The scroll bar is a simple control that displays a marker on a bar in a position that depends on the Value property. You can set the orientation of the scroll bar in Microsoft Expression Blend by using the Orientation property under Layout in the Properties panel. You can set the Minimum, Maximum, and current Value of the scroll bar under Common Properties in the Properties panel. The current value must be between the minimum and maximum values.
The SimpleScrollBar control template consists of the following items:
A Grid panel named GridRoot, which is used to hold the multiple child objects within the scroll bar. The Grid is also used because it makes it easier for you to add more objects to the template. The Grid is split into three rows where the top and bottom rows have maximum sizes set so that they will not expand beyond 18 pixels (device-independent units which are approximately 1/96 inch), and the middle row is set to star (*) size, which means that it will expand when the window expands.
Two RepeatButton objects named DecreaseRepeat and IncreaseRepeat, which are used to move the position marker on the bar. The RepeatButton objects contain content that displays arrows. Again, a Grid is used as a root for each of these so that the user can easily edit the Path objects (named DecreaseArrow and IncreaseArrow) and add other content.
A Track object named PART_Track, which is used to display a Thumb object along a bar. The exposed parts of the bar double as RepeatButtons named PageDown and PageUp. Both of these use the SimpleScrollRepeatButtonStyle template, which can be edited separately. The IncreaseRepeatButton and DecreaseRepeatButton sections of the track use Command bindings so that they can call commands on the scroll bar class. The Thumb object uses the SimpleThumbStyle template, which can be edited separately.
A layout transform, which is used to display the slider bar in a horizontal orientation. This design makes it easier to edit the style than having to remember to edit two different templates. However, there are cases when the two orientations have to be different enough that they require separate templates. In this case, you could use a Setter element in the Style element in XAML view of Expression Blend to switch the templates based on orientation. You can find an example of this in the default template for the system ScrollBar control.
Do not rename any object whose name begins with "PART_" because these objects are referred to in the code that implements the control.
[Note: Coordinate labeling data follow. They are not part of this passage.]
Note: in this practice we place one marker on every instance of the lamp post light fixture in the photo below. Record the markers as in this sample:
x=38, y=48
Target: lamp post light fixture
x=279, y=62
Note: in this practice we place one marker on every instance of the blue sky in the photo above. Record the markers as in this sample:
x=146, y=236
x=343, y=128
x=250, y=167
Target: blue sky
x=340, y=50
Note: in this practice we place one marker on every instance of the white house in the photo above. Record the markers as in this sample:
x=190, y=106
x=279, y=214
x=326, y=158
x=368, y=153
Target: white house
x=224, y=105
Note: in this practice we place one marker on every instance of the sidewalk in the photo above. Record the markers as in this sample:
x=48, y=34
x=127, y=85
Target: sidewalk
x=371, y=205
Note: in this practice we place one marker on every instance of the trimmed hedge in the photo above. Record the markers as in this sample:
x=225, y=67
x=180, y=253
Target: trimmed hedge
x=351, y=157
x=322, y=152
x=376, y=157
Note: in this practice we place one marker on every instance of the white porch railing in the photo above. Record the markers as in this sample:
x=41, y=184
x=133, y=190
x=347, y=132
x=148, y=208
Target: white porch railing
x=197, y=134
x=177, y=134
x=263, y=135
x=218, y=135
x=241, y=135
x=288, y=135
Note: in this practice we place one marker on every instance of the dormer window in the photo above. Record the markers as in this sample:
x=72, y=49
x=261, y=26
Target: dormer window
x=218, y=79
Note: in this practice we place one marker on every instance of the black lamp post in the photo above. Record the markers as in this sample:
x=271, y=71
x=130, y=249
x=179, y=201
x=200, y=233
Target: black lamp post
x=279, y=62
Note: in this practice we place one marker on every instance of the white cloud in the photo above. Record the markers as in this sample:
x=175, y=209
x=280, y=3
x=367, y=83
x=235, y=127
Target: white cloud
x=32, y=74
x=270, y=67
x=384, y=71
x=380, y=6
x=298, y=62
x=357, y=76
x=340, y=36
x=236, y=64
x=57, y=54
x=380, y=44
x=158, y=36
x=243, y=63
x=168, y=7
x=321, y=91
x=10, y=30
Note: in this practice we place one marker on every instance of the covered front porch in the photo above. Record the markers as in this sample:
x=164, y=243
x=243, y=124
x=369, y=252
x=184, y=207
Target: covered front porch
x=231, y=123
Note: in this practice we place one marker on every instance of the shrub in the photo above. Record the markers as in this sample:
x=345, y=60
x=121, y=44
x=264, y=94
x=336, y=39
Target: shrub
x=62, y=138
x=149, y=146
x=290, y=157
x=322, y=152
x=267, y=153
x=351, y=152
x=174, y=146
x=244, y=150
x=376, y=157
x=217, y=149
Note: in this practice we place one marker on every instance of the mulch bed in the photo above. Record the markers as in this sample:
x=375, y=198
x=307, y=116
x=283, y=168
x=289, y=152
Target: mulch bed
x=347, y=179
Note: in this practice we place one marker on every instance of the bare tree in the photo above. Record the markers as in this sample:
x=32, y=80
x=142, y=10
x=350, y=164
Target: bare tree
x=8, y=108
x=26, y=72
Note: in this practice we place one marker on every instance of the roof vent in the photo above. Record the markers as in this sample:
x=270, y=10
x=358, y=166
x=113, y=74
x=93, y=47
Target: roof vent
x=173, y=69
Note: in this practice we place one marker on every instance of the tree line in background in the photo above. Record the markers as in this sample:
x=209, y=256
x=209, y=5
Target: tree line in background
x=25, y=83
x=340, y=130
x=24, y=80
Property triggers in the control template are used to make the control react to property changes. You can click the item in the Triggers panel to view the properties that are changed when a trigger is active. For example, in the SimpleScrollBar template, when the Orientation property is Horizontal, multiple properties are changed to reflect the new orientation of the progress bar.
The SimpleScrollBar template uses only one system brush resource for the Foreground property. Other brush resources are referenced in the templates that the SimpleScrollBar uses, such as the SimpleRepeatButton, SimpleThumbStyle, and SimpleScrollRepeatButtonStyle templates. To change the look of the SimpleScrollBar, you can modify the brushes that these templates use, or you can create new templates.
In general, use a Grid control as the root of your template if you expect a designer to add further visual elements to your control. Expression Blend looks for a layout panel like the Grid control and makes it active by default so that new objects that are added to the artboard end up as child objects of the layout panel.
You can apply the SimpleScrollBar template to the scroll bar that is used in the template for a ScrollViewer.
Because the SimpleScrollBar template uses other templates, it can be tedious to walk through various levels of templates to get to the one that you want to change. To edit templates directly, you can click the Edit resource button next to the template name in the Resources panel. Then, in the editing mode of the style, right-click Style in the Objects and Timeline panel, point to Edit Template, and then click Edit Current. Alternatively, it can be simpler to just delete the references to the subtemplates (reset the Style property under Miscellaneous in the Properties panel), and design everything in one template.
In order for your control to work, you have to keep the command bindings that fire commands on the class of the control and provide another way to make a contract between the control and the class that represents it. These bindings are present in the Command properties of the IncreaseRepeat, DecreaseRepeat, PageUp, and PageDown objects, and in the Orientation=Horizontal trigger.
If you want, you can add triggers to the SimpleScrollBar template, or modify the objects in the PART_Track object to make the bar look more interesting. If you do so, do not rename the PART_Track object or any of its child objects, because these objects are referred to from the code that implements the control. The PART_Track object can find its parts because they are placed under specific control headers: Track.IncreaseRepeatButton, Track.DecreaseRepeatButton, and Track.Thumb. The Thumb is also a specific Windows Presentation Foundation (WPF) control that can be dragged.